1.9 More pipeline practice (exam-style one-liners)
-- count vowels in a string
countVowels :: String -> Int
countVowels = length . filter (`elem` "aeiouAEIOU")
-- sum of squares of the even numbers up to n
sumSqEven :: Int -> Int
sumSqEven n = sum [ x*x | x <- [2,4..n] ]

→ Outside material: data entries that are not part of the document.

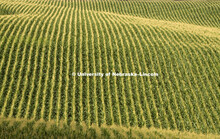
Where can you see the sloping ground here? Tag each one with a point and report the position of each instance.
(45, 41)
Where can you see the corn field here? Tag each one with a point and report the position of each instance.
(43, 42)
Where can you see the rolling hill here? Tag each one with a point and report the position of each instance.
(172, 47)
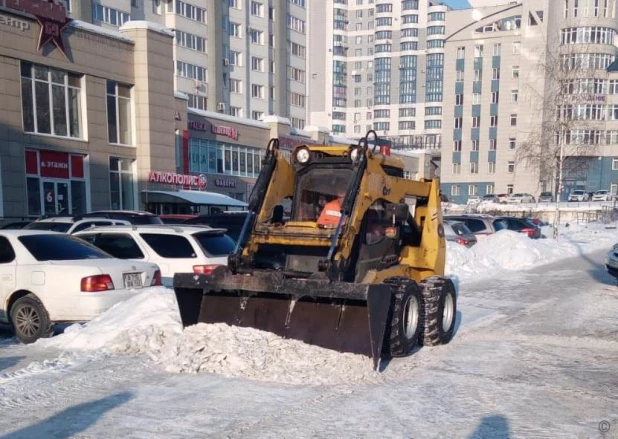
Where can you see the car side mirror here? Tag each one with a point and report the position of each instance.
(398, 212)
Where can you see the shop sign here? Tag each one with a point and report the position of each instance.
(54, 164)
(51, 16)
(22, 25)
(230, 132)
(196, 125)
(177, 179)
(224, 182)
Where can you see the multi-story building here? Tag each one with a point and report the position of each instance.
(244, 58)
(378, 65)
(501, 94)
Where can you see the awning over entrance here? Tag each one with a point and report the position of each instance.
(199, 198)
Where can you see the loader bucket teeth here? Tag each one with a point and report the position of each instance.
(351, 320)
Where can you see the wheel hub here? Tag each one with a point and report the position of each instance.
(411, 315)
(447, 313)
(27, 321)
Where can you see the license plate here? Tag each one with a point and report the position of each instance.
(132, 280)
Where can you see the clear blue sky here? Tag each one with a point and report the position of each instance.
(457, 4)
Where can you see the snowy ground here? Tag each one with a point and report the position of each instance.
(535, 355)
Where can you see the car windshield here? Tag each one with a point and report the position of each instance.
(52, 247)
(49, 226)
(316, 188)
(215, 244)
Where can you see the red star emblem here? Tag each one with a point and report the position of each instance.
(51, 30)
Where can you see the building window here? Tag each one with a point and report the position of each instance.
(122, 184)
(109, 15)
(119, 127)
(257, 91)
(51, 101)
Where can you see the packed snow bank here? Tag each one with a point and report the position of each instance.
(144, 320)
(508, 250)
(149, 323)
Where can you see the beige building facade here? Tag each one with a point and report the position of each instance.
(85, 112)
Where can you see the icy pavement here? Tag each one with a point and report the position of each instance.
(535, 355)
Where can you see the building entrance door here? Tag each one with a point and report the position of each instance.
(55, 197)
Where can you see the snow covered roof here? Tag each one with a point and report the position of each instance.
(141, 24)
(88, 27)
(227, 118)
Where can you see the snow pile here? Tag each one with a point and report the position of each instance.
(138, 324)
(508, 250)
(149, 323)
(246, 352)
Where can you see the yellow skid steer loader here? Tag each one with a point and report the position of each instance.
(358, 266)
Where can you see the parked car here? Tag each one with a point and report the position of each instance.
(456, 231)
(230, 220)
(480, 225)
(490, 198)
(520, 198)
(174, 248)
(578, 195)
(602, 195)
(67, 224)
(503, 198)
(50, 277)
(546, 197)
(611, 261)
(521, 225)
(18, 225)
(132, 216)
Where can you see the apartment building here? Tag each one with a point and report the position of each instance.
(244, 58)
(378, 65)
(496, 83)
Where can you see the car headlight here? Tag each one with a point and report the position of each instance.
(303, 155)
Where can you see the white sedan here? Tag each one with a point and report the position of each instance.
(49, 277)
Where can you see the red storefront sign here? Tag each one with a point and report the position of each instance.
(230, 132)
(177, 179)
(54, 164)
(51, 16)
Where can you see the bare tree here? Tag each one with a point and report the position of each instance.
(563, 137)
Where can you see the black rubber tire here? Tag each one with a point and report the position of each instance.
(396, 343)
(31, 305)
(436, 291)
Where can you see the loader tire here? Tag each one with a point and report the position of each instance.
(404, 323)
(439, 310)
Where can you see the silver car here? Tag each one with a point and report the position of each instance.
(456, 231)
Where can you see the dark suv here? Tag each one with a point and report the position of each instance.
(232, 221)
(132, 216)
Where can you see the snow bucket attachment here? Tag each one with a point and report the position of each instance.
(345, 317)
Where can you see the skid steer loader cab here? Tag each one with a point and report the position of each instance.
(357, 267)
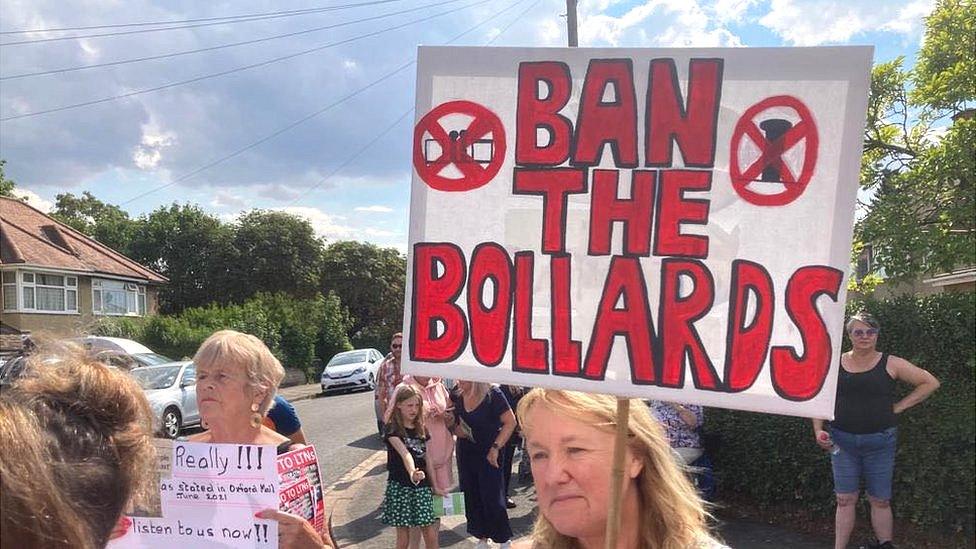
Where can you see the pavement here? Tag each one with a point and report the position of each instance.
(355, 497)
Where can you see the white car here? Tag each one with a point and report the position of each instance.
(171, 390)
(351, 370)
(120, 352)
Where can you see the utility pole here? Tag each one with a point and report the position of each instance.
(571, 23)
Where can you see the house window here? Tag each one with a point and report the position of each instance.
(111, 297)
(9, 279)
(45, 292)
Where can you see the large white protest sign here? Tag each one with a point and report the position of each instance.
(210, 500)
(670, 224)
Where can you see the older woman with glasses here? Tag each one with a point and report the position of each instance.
(863, 435)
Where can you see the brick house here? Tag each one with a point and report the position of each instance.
(55, 281)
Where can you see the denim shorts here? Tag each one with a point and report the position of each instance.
(871, 456)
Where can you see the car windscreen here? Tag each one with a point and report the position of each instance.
(348, 358)
(151, 359)
(156, 378)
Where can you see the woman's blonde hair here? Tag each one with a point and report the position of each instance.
(672, 515)
(262, 369)
(77, 439)
(403, 393)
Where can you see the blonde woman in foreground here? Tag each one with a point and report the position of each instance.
(569, 436)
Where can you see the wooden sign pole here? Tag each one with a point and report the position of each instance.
(617, 474)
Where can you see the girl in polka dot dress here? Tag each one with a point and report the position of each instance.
(409, 502)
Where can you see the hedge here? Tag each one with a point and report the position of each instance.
(772, 461)
(296, 330)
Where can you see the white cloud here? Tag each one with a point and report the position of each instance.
(550, 33)
(149, 152)
(380, 233)
(677, 23)
(34, 199)
(225, 199)
(732, 10)
(814, 22)
(325, 225)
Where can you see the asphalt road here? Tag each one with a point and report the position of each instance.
(342, 429)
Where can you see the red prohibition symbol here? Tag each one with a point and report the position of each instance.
(477, 157)
(774, 137)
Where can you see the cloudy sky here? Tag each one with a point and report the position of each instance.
(235, 128)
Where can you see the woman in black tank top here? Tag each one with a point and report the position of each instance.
(863, 434)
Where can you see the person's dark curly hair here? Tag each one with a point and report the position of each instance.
(77, 446)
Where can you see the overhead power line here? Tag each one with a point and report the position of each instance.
(365, 147)
(223, 46)
(512, 22)
(316, 113)
(236, 69)
(212, 22)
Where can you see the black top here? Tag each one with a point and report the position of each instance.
(484, 421)
(417, 447)
(865, 400)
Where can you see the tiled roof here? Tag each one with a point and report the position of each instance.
(28, 236)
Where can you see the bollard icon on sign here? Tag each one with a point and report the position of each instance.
(460, 158)
(775, 139)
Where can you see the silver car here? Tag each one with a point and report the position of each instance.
(351, 370)
(172, 393)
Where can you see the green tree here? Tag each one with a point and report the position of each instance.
(191, 248)
(276, 252)
(370, 282)
(106, 223)
(6, 185)
(918, 163)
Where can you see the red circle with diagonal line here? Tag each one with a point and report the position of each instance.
(474, 172)
(771, 155)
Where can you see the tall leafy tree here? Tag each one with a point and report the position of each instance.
(106, 223)
(6, 185)
(276, 252)
(919, 152)
(370, 282)
(190, 247)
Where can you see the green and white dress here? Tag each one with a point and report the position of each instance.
(406, 504)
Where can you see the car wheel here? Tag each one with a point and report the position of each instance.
(171, 423)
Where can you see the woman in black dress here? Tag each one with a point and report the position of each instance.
(484, 424)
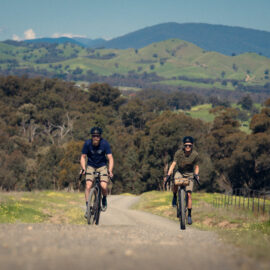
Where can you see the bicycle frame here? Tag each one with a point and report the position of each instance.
(182, 205)
(94, 208)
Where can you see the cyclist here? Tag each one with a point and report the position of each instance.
(186, 160)
(98, 152)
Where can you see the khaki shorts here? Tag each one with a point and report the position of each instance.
(186, 175)
(103, 170)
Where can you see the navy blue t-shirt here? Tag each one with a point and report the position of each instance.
(96, 154)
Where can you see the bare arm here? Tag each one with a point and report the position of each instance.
(171, 168)
(111, 164)
(83, 161)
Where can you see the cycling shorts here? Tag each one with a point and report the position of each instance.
(102, 170)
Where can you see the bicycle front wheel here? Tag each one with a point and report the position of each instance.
(182, 208)
(92, 208)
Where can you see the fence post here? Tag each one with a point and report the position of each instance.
(239, 199)
(252, 201)
(258, 202)
(263, 203)
(244, 198)
(248, 199)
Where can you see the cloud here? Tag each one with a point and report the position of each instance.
(15, 37)
(69, 35)
(29, 34)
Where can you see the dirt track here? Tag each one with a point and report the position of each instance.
(125, 239)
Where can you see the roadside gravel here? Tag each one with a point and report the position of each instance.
(125, 239)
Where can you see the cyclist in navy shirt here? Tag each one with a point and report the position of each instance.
(98, 152)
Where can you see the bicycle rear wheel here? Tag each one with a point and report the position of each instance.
(182, 208)
(92, 206)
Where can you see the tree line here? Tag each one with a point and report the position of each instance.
(44, 123)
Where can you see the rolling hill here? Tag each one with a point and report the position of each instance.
(227, 40)
(172, 62)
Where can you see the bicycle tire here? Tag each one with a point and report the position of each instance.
(98, 208)
(92, 206)
(182, 208)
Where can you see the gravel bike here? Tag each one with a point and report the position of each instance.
(94, 206)
(182, 198)
(94, 200)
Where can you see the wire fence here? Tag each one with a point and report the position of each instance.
(252, 200)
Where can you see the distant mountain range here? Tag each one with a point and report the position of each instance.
(223, 39)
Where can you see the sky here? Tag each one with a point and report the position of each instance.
(28, 19)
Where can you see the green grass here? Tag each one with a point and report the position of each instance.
(241, 228)
(44, 206)
(201, 112)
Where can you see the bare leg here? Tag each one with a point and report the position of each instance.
(87, 189)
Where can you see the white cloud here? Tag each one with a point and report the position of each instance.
(15, 37)
(29, 34)
(69, 35)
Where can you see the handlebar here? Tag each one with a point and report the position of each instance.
(83, 172)
(168, 179)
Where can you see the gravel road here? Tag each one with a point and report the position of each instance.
(125, 239)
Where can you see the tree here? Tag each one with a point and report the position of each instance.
(103, 93)
(246, 103)
(222, 141)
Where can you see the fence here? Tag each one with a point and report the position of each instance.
(256, 201)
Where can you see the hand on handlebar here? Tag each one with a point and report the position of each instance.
(197, 179)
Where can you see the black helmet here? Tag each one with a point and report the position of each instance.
(96, 130)
(188, 139)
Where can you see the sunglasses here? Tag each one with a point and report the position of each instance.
(187, 145)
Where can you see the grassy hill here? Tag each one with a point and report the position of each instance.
(176, 62)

-- are all elements positive? (and/or collapse lists of Bool)
allPos :: [Int] -> Bool
allPos = and . map (> 0)
-- first prime factor table: list primes below n (trial division)
primes :: Int -> [Int]
primes n = [ p | p <- [2..n], all (\d -> p `mod` d /= 0) [2..p-1] ]
ghci> primes 20
[2,3,5,7,11,13,17,19]
For each, practise stating the types of every stage of the pipeline — examiners award marks for the intermediate types, not just the answer.
Exam pointers
- "Define map/filter/foldr with type and example" — give the type, the two-equation definition, and one evaluation. All three fit in six lines each.
- "Differentiate foldr and foldl" — table of §1.7 plus the
(-)counter-example; mention infinite lists for the top grade. - List-comprehension-to-map/filter translation (and back) is a routine 2-mark conversion:
[ f x | x <- xs, p x ] = map f (filter p xs).
Self-check
- What is the type of
map map? (Work it out by unification — a classic brain-teaser.) - Expand
foldr (:) [] [1,2,3]— what well-known function isfoldr (:) []? - Why does
foldlnever terminate on[1..]even with a lazyf? - Write
lengthas a fold. - Using a comprehension, list all pairs
(x,y)withx ∈ [1..3],y ∈ [1..3],x < y.